Si scrive Guido Veglia, si legge Aquino. Una icona del calcio nostrano, un giocatore straordinario capace di lasciare una traccia indelebile nel firmamento calcistico aquinate. Guido Veglia ha rappresentato il calciatore più forte che la città di San Tommaso abbia mai avuto, motivo di orgoglio di un intero popolo, ancora oggi rammaricato di non averlo visto calcare i palcoscenici della serie A, che sicuramente si addicevano alla sua classe cristallina e al suo fisico possente. Un talento vero che avrebbe meritato sicuramente molto di più in virtù di un corredo tecnico di assoluto rilievo. Casertana, Sorrento, Afragolese, Gladiator, Olbia, Sora e Isernia sono le compagini con le quali assurse alle cronache del calcio professionistico dell’epoca (anni Ottanta). I meno giovani lo ricorderanno sicuramente alla fine degli anni Settanta con la maglia del nostro Aquino. Guido, non ancora diciottenne, era già in grado di fare la differenza in campo disimpegnandosi egregiamente al cospetto dei veterani.
Qualche anno più tardi l’approdo nei professionisti (circa 13 anni in tutto), laureandosi, per due anni, capocannoniere. Chi poi non lo ricorda, verso la metà degli anni Ottanta, impegnato nei nostri calcetti estivi quando, complici le vacanze, faceva ritorno a casa? Guido Veglia era temuto, al di là dei suoi indiscussi mezzi tecnici, per quella straordinaria facilità balistica grazie alla quale, quando voleva (e ciò accadeva spesso), metteva il pallone dove voleva lui, quasi avesse il piede telecomandato. Per i malcapitati portieri avversari era un vero e proprio incubo. Tra le tante gesta compiute da Veglia spicca, su tutte, la gara giocata nella lontana India con la maglia della Nazionale italiana dilettanti (torneo intercontinentale). Una sfida epica la cui eco ancora non si è spenta. In uno stadio gremito fino all’inverosimile (80.000 persone!), il nostro Guido sfidò la Nazionale coreana. La gara, per la cronaca, terminò con il successo dell’Italia che si impose sulla Corea per due reti a zero. Guido non andò in rete ma fu autore di una prestazione maiuscola. L’Italia si arrese solo in finale dove fu piegata dalla Germania. Veglia difese i colori azzurri anche in Giordania e Svizzera, dove sfoggiò – sempre davanti a numerose platee – il suo grande talento.

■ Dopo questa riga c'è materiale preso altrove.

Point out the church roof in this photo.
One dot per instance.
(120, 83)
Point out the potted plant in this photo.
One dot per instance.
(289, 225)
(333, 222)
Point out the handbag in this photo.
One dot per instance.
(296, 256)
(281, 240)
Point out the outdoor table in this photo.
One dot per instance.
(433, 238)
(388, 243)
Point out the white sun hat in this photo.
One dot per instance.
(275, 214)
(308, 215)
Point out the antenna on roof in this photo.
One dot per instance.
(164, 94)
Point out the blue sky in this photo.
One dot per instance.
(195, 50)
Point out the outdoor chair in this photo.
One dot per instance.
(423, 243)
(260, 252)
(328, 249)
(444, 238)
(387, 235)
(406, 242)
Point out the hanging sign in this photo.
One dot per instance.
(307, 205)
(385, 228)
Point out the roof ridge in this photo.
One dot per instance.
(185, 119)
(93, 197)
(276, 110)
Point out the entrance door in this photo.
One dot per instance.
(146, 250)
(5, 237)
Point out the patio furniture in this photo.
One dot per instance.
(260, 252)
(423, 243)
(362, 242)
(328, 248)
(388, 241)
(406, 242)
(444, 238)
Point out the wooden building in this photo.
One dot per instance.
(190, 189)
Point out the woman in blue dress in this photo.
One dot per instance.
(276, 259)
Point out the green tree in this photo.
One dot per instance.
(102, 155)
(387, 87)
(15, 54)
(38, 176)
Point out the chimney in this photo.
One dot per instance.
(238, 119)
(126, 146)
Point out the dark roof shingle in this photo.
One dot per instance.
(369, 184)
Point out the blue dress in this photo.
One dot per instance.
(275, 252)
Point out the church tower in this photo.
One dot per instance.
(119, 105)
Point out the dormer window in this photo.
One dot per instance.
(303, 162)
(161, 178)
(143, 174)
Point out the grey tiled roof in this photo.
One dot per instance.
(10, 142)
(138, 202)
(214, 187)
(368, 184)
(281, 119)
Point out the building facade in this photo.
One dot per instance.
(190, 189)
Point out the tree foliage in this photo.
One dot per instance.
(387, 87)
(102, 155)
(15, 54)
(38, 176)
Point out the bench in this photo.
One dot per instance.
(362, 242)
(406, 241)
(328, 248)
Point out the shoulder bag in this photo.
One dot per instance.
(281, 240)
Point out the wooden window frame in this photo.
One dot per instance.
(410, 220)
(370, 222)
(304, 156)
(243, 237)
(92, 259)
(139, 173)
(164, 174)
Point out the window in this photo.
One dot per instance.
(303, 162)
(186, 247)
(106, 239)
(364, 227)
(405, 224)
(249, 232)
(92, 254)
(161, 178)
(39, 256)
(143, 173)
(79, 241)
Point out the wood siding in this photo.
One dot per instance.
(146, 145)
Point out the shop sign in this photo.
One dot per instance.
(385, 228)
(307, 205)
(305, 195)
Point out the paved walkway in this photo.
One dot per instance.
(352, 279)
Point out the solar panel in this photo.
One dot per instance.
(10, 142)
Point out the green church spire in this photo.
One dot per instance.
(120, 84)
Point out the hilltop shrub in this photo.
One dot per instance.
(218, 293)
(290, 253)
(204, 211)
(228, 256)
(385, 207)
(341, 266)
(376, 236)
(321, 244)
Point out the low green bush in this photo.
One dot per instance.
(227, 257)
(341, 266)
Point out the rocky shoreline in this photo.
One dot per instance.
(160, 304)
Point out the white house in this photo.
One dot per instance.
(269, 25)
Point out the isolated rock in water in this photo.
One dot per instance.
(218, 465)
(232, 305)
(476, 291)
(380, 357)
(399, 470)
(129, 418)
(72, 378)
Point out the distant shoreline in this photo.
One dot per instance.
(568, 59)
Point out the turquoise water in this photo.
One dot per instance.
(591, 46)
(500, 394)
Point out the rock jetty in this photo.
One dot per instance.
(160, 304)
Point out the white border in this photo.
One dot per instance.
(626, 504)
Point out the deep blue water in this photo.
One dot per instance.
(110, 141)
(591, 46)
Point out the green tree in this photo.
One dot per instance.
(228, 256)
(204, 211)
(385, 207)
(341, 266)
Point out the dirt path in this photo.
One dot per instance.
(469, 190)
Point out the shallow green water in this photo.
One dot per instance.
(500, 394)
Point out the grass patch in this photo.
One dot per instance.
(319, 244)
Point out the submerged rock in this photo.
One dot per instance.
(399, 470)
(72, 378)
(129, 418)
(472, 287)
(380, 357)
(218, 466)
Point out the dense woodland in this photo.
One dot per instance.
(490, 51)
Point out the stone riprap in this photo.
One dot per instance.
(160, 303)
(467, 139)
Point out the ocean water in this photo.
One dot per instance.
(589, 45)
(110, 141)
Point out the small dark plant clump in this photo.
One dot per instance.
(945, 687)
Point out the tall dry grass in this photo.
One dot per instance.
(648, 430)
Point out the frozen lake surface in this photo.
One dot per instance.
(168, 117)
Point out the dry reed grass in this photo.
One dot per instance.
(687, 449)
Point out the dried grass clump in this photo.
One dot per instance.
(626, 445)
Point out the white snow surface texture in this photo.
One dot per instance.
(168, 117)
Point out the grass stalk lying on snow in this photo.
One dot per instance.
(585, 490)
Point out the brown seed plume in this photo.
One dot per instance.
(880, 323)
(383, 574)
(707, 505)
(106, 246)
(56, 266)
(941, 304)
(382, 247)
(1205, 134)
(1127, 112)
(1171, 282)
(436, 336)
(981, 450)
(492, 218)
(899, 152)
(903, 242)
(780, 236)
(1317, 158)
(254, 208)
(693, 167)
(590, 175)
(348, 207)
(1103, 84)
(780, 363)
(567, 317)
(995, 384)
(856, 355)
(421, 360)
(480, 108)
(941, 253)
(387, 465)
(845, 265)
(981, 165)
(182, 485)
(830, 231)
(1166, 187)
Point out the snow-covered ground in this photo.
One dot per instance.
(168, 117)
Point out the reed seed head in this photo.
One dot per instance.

Un altro prezioso cimelio è costituito dalla gara della “Favorita” di Palermo, teatro dell’incontro Palermo – Sorrento, campionato di serie C1, stagione ’85-’86. Un ambiente sicuramente ostile, terreno di gioco ai limiti della praticabilità come la foto in alto chiaramente testimonia. Ma tutto questo non impedì all’attaccante aquinate di firmare il gol che consentì alla propria squadra (di cui era anche capitano) di violare il campo dei rosanero zittendo definitivamente il numeroso pubblico palermitano. Un aquinate doc ancora oggi controverso, il cui nome continua a esercitare una certa suggestione a distanza di tanti anni. Un aneddoto su tutti è sufficiente per farci capire la reale portata del Guido Veglia calciatore. Tempo fa un ragazzo di Aquino si trovava a Pescara per motivi professionali.
Il nostro concittadino si imbattè per caso in Salvatore Garritano, celebre attaccante del Torino scudettato (stagione ’75- ’76). L’ex granata, appena sentita la provenienza del ragazzo, non esitò a chiedergli se conoscesse Guido Veglia. Sentitosi rispondere (ovviamente) in modo affermativo, Garritano dichiarò di ricordare molto bene il Veglia calciatore che, a suo avviso, avrebbe meritato ampiamente la Nazionale maggiore. Un attestato di stima inequivocabile che la dice lunga sullo spessore di Guido Veglia e che, oltre a costituire ulteriore motivo di vanto, aumenta al tempo stesso il rimpianto per quello che poteva essere e invece non è stato. Quante volte ancora ci capita di menzionarlo durante le nostre chiacchierate calcistiche? Tutti concordi nell’affermare che è stato l’unico a dare lustro – calcisticamente parlando – alla nostra amata cittadina. Grazie Guido, gli aquinati ti rendono onore.